A bug has been filed at freedesktop: https://bugs.freedesktop.org/show_bug.cgi?id=55827

Due to the negative impact on readability of Khmer script, firefox should synch with harfbuzz when the issue is fixed.
Confirmed with Mozilla/5.0 (X11; Linux i686; rv:19.0) Gecko/19.0 Firefox/19.0 ID:20121010030605
Status: UNCONFIRMED → NEW
Ever confirmed: true
CCing our Khmer localizer so as to inform him of the regression for his builds and in case we need a second tester in a different timezone :)
(Assignee)

Comment 3

5 years ago
(In reply to Mathieu Pellerin from comment #0)
> Created attachment 669890 [details]
> harfbuzz-ng (wrong; left) and old pango (proper; right)
> 
> Just spotted a pretty bad rendering bug while testing out firefox linux's
> use of harfbuzz-ng as a replacement of pango (in change committed Oct 9; see
> bug 797398).
> 
> Harfbuzz-ng misplaces and add unwanted duplicate glyphs when rendering Khmer
> script using Kh-Battambang.ttf, while pango renders the same Khmer script
> correctly.

We've identified the cause of this: it looks like that font attempts to support Khmer under "generic" shapers as well as actual Khmer-specific engines, by using a ton of contextual substitutions to "fake" the reordering of vowel components. This is all placed in the 'liga' feature, so that generic engines will apply the lookups. Unfortunately, this means that when harfbuzz handles the Khmer vowel split/reordering itself, *and* then applies the 'liga' feature (as it's a general-purpose feature that should be usable for any script), you get these unwanted "duplications".

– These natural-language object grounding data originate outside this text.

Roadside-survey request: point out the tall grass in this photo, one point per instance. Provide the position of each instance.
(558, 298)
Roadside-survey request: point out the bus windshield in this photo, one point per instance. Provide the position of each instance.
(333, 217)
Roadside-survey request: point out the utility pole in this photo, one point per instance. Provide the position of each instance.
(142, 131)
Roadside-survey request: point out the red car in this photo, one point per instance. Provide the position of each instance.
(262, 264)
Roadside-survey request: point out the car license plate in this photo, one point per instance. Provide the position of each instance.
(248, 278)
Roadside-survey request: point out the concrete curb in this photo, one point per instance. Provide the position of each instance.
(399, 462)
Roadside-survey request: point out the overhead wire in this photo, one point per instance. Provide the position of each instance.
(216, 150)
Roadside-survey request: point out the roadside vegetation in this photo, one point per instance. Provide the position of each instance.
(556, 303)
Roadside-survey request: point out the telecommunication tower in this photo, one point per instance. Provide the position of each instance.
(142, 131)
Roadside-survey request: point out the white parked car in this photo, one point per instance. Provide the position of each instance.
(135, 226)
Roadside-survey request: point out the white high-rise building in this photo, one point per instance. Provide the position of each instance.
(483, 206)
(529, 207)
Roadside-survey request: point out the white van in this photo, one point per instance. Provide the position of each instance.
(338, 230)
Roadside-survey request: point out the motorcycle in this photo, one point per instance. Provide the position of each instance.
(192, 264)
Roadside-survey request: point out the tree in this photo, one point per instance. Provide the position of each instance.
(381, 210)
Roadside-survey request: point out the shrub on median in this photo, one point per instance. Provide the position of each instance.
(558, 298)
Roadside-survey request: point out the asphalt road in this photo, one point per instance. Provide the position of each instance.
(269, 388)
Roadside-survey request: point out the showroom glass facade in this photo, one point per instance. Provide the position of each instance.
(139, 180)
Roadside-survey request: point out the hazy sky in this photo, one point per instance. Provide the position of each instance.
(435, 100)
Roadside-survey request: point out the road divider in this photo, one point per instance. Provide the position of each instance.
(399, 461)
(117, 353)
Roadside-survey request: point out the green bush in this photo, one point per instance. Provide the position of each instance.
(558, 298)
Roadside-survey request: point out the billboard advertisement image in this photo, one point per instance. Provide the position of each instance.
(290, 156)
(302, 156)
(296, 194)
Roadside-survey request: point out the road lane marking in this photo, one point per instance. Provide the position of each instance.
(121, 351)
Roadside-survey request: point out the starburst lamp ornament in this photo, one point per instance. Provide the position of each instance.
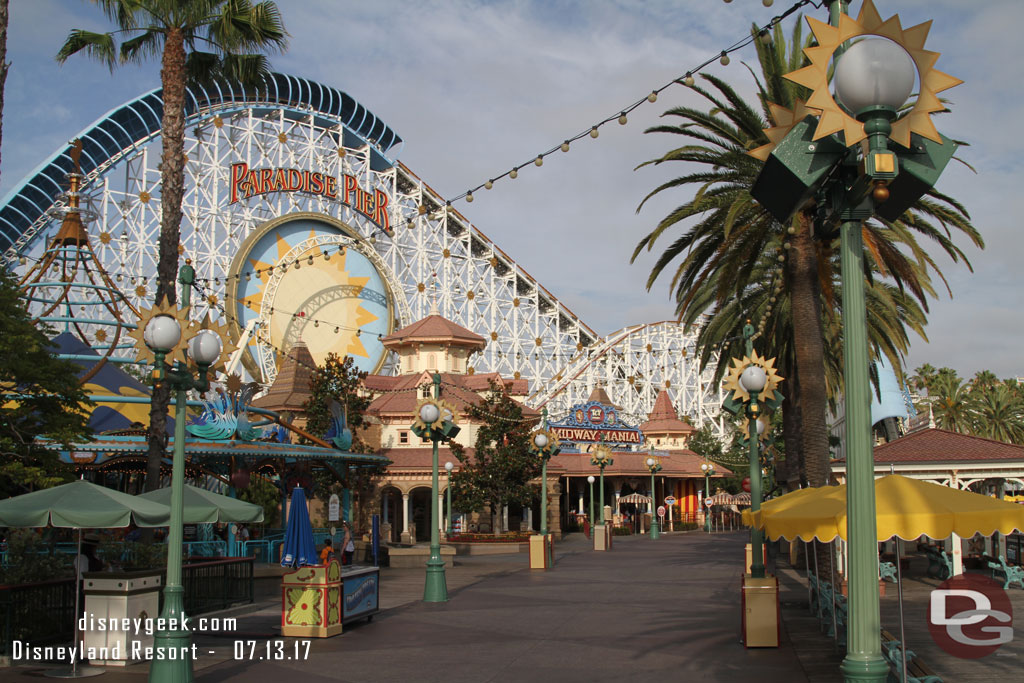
(902, 154)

It seems that Uniscribe does *not* apply 'liga' to Indic/SEAsian scripts, so I guess we'll change harfbuzz to match. That should resolve this issue.
(Reporter)

Comment 4

5 years ago
Jonathan, great news, thanks for working on this. Also happy to hear this might end up having a positive impact on other Indic scripts.

I've raised a small esthetic issue with Khmer script alongside this bug on freedesktop's harfbuzz bug tracker. I didn't think it was worth duplicating this one over here. But while you're discussing Khmer script with Behdad, might be worth mentioning it out. It's this one: https://bugs.freedesktop.org/show_bug.cgi?id=55824, with this screenshot showing the issue over here: https://bugs.freedesktop.org/attachment.cgi?id=68388.

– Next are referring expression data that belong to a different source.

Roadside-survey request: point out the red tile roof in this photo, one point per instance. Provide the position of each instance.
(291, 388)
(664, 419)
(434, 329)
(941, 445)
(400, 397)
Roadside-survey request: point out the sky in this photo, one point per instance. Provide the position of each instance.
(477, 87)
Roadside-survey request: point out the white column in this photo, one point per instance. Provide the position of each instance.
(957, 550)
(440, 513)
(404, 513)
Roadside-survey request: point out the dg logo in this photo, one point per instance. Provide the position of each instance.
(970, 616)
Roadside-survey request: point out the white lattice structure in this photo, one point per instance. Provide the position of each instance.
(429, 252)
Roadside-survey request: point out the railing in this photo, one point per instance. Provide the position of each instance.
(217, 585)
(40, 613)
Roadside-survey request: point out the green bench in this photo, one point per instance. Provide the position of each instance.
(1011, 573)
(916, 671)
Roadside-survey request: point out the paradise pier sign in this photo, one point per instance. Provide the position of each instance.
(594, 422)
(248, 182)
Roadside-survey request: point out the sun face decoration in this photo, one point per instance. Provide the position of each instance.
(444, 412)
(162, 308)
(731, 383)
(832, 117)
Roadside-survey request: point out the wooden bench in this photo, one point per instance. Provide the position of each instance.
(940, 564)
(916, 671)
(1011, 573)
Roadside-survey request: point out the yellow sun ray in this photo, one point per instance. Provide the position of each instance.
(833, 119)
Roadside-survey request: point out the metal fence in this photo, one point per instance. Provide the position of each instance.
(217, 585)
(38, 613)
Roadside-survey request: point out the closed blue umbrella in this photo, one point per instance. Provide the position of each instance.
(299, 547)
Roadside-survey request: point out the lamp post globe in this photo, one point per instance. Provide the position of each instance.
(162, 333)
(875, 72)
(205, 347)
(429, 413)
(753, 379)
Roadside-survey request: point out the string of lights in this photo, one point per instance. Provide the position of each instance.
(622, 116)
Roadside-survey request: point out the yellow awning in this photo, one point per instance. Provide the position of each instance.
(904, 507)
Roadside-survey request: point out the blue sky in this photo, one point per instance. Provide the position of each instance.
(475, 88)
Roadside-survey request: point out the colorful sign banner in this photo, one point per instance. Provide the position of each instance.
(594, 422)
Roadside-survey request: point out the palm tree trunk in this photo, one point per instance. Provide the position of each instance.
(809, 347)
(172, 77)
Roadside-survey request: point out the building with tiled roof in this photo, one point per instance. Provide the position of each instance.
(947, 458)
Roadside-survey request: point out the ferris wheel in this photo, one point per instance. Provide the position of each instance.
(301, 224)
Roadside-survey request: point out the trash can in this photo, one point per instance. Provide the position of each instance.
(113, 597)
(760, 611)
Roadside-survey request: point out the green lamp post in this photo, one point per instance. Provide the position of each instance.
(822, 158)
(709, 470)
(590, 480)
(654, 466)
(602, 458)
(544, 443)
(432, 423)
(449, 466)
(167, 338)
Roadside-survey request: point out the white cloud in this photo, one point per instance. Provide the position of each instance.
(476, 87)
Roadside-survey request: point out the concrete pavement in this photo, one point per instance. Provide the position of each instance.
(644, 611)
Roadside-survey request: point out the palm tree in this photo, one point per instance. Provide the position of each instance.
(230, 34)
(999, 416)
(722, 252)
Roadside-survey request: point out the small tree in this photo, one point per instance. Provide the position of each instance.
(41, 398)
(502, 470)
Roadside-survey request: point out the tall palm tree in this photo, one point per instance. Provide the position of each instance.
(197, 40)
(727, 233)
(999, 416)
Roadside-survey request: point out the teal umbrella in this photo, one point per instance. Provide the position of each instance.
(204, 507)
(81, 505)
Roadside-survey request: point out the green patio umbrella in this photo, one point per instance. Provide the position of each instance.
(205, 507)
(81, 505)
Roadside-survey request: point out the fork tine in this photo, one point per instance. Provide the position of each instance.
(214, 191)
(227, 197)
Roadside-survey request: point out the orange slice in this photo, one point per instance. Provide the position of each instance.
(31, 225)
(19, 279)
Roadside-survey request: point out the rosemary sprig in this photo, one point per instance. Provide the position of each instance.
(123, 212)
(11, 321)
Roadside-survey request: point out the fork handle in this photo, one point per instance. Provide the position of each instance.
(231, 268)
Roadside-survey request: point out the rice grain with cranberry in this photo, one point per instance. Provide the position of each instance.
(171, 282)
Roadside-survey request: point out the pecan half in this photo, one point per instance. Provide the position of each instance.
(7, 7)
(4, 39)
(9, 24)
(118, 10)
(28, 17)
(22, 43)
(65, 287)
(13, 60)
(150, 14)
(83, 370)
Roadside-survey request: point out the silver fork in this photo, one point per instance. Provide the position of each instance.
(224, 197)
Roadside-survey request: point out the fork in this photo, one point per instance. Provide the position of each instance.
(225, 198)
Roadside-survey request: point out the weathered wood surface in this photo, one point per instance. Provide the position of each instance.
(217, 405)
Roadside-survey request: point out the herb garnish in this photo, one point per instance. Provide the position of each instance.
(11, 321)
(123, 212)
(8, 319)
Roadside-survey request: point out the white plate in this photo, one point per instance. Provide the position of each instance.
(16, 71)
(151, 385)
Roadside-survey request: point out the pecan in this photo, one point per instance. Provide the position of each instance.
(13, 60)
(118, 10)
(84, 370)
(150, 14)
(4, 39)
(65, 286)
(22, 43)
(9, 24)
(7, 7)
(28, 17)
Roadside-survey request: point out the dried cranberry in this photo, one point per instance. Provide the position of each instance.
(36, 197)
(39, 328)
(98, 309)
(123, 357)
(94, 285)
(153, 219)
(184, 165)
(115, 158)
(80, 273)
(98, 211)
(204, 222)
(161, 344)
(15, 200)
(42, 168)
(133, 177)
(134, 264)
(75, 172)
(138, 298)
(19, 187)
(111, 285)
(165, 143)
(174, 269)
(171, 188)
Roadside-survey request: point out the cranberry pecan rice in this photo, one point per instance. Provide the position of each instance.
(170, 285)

It's a minuscule visual regression when moving away from pango that does _not_ impact on readability.

Comment 5

5 years ago
Hi Mathieu,

We looked into that too.  That's a limitation of our fallback positioning logic.  It's not really possible to improve it.  We can either do fallback positioning, which has some limitations, or not do fallback positioning, which has more problems.  We decided that if people want perfect positioning they should add a GPOS table, so we are not going to improve the case you raised.
(Reporter)

Comment 6

5 years ago
Behdad, thanks for looking into it. It's something Khmer readers can all live with, and as you mention it can be properly dealt with at the font level. Also, for the record, Uniscribe renders the vowels the same way Harfbuzz does.

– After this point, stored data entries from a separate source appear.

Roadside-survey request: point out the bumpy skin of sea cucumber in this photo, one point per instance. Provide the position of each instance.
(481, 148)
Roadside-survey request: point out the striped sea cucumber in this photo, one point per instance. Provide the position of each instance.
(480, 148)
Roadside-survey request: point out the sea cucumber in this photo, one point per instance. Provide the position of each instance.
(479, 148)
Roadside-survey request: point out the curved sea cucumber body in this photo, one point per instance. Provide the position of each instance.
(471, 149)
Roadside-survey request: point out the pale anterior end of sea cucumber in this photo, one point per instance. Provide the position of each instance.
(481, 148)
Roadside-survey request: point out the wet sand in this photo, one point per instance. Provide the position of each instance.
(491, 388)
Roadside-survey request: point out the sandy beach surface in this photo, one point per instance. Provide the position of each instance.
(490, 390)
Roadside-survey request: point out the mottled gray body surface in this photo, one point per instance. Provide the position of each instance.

Just out of personal curiosity, what is/are the differences (when compared to Harfbuzz) that allowed Pango to position the ុ and ូ vowels properly?

Comment 7

5 years ago
Hi Mathieu,

Pango did not do fallback mark positioning.  Which means, it would just render marks the way they font was designed for.  And multiple marks could well overlap.  We have fixed that in HarfBuzz.

Now, there's some evidence building that this may be wrong for Khmer, so Jonathan and I will discuss it again and reconsider today.  We may overturn this decision.
(Reporter)

Comment 8

5 years ago
Behdad, appreciate the explanation, thanks. Once you guys settle on the behavior, I'll give it an extensive try and report issues, if any.
(Assignee)

Comment 9

5 years ago
(In reply to Mathieu Pellerin from comment #6)
> Just out of personal curiosity, what is/are the differences (when compared
> to Harfbuzz) that allowed Pango to position the ុ and ូ vowels properly?

In the case of the KhmerOSSys font, at least, these vowels are moved downwards in the context of the pre-base Ra by the 'pres' feature. This seems a bit surprising - it's not the feature I would have expected to handle them - but more importantly, Uniscribe (and DirectWrite) applies it in the same way, and renders the vowel "too low" in examples like ក្រូ and ក្រុ. This can be seen by loading the http://licadho-cambodia.org/mapnik/testcase-refine.html page in any of Firefox, Chrome or IE on Windows 7.

I don't have an old version of pango on hand for comparison, but my assumption is that it must not have been applying this feature. (Maybe the WinXP version of uniscribe didn't, either?) So older systems may have appeared to work, but only because they failed to apply all the font's features.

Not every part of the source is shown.